A third question of interest in the present study is whether the profile observed for adolescents with SLI is particular to individuals with this clinical diagnosis, or applies more generally to individuals with language impairments. In the present study we pursue this issue further by asking whether adolescents with NLI differ from adolescents with SLI and typically developing peers not only in overall performance level, but in their performance profile across conditions in our grammaticality judgment task.

Methods

Participants

The participants were a subset of those involved in a large-scale longitudinal investigation of SLI (Tomblin et al. 1997). A large sample of kindergarten children was drawn from urban, suburban, and rural schools in midwestern communities. All children received a brief language screening test composed of 40 items from the Test of Language Development-Primary, second edition (TOLD-P:2, Newcomer and Hammill 1988). All children who failed the screening, and approximately 33% of those who passed, were recruited to participate in a diagnostic test battery. Children were excluded from participation in the diagnostic phase if they a) did not have English as their primary language, or came from a home where English was not the predominant language; b) had a history of mental retardation, autism, or neurological problems; or c) were blind or used hearing aids. Details of the sampling and procedure can be found in Tomblin et al. (1997).

The diagnostic battery included measures of hearing, language, speech, and nonverbal intelligence. Children with persistent bilateral hearing deficits were excluded from further testing. For performance IQ, a combined standard score greater than 87 on two subtests of the Wechsler Preschool and Primary Scale of Intelligence-Revised (Wechsler 1989) was considered to be an age-appropriate level. Language ability was measured by a battery including selected subtests of the TOLD-P:2 (Newcomer and Hammill 1988) and a narrative story task involving both production and comprehension (Culatta et al. 1983). Scores were standardized based on local norms and combined to form five composite scores. A child was considered below age level on the language battery when two or more composite scores were 1.25 SD below the mean for the child's age group. Further information about the diagnostic testing is given in Tomblin et al. (1996).

The parents of all children who participated in the diagnostic procedure were invited to join a registry. All children in the registry who were language impaired at kindergarten were invited to participate in a longitudinal study, and 231 (82% of those invited) agreed to join. In addition, 442 children whose language status was normal at kindergarten were randomly sampled and invited to participate, and 373 agreed. See Tomblin et al. (2000) for details regarding the subject recruitment and selection process.

The children received similar diagnostic batteries two, four, and six years after the original diagnostic phase. At the last testing point, when most of the participants were in eighth grade, this battery included the Peabody Picture Vocabulary Test-Revised (PPVT-R, Dunn and Dunn 1981), the expressive scale of the Comprehensive Receptive and Expressive Vocabulary Test (CREVT, Wallace and Hammill 1994), the Concepts and Directions and Recalling Sentences subtests of the Clinical Evaluation of Language Fundamentals-3 (CELF-3, Semel et al. 1994), and the Qualitative Reading Inventory-3 (QRI, Leslie and Caldwell 2001) as an assessment of discourse comprehension and production. For the purposes of placing children into diagnostic categories, the Block Design and Picture Completion subtests of the Wechsler Intelligence Scale for Children-III (Wechsler 1991) were used as a measure of performance IQ. Composite scores were computed in the same manner as for the kindergarten battery and diagnostic classifications were made.

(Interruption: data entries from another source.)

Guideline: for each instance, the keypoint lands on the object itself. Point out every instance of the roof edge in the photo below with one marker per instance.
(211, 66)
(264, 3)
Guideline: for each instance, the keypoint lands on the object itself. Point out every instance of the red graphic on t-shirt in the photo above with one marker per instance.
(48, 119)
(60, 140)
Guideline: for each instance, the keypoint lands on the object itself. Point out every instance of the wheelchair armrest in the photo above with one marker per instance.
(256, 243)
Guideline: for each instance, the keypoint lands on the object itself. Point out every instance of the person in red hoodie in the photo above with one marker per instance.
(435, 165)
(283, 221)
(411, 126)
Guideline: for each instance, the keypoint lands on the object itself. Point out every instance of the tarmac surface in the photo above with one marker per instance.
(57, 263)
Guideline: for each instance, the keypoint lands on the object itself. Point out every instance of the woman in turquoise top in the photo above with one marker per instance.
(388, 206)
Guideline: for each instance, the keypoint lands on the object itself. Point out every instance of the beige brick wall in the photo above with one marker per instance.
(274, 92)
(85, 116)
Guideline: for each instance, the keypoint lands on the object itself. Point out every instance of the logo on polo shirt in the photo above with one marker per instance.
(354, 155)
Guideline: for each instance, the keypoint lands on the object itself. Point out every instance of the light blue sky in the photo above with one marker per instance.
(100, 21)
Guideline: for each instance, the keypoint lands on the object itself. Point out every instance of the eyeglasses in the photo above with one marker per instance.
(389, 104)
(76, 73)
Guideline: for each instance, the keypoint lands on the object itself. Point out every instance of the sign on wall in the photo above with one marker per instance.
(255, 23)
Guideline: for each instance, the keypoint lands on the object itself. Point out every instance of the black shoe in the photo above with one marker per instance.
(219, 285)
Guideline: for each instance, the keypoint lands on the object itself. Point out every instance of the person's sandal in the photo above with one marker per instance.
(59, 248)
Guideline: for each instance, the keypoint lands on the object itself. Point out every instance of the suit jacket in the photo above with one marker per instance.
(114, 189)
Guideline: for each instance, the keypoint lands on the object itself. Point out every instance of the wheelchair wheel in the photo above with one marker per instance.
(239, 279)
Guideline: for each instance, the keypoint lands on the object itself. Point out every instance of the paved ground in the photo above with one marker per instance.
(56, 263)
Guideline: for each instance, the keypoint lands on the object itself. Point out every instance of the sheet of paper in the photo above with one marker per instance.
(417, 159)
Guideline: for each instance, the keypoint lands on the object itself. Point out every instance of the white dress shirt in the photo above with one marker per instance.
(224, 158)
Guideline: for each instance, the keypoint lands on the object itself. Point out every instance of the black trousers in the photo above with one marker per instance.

Two years after the diagnostic battery, when the participants were about 16 years old and most were in tenth grade, the grammaticality judgment tasks of the current study were administered to 181 adolescents. These individuals had participated in earlier response time experiments at third and eighth grade (Miller et al. 2001, Miller et al. 2006). The sample comprised the normal language development (NLD group; n = 108), the SLI group (n = 48), and the nonspecific language impairment (NLI) group (n = 25), who scored below cutoffs on both language and performance IQ. Characteristics of the sample are summarized in table 1.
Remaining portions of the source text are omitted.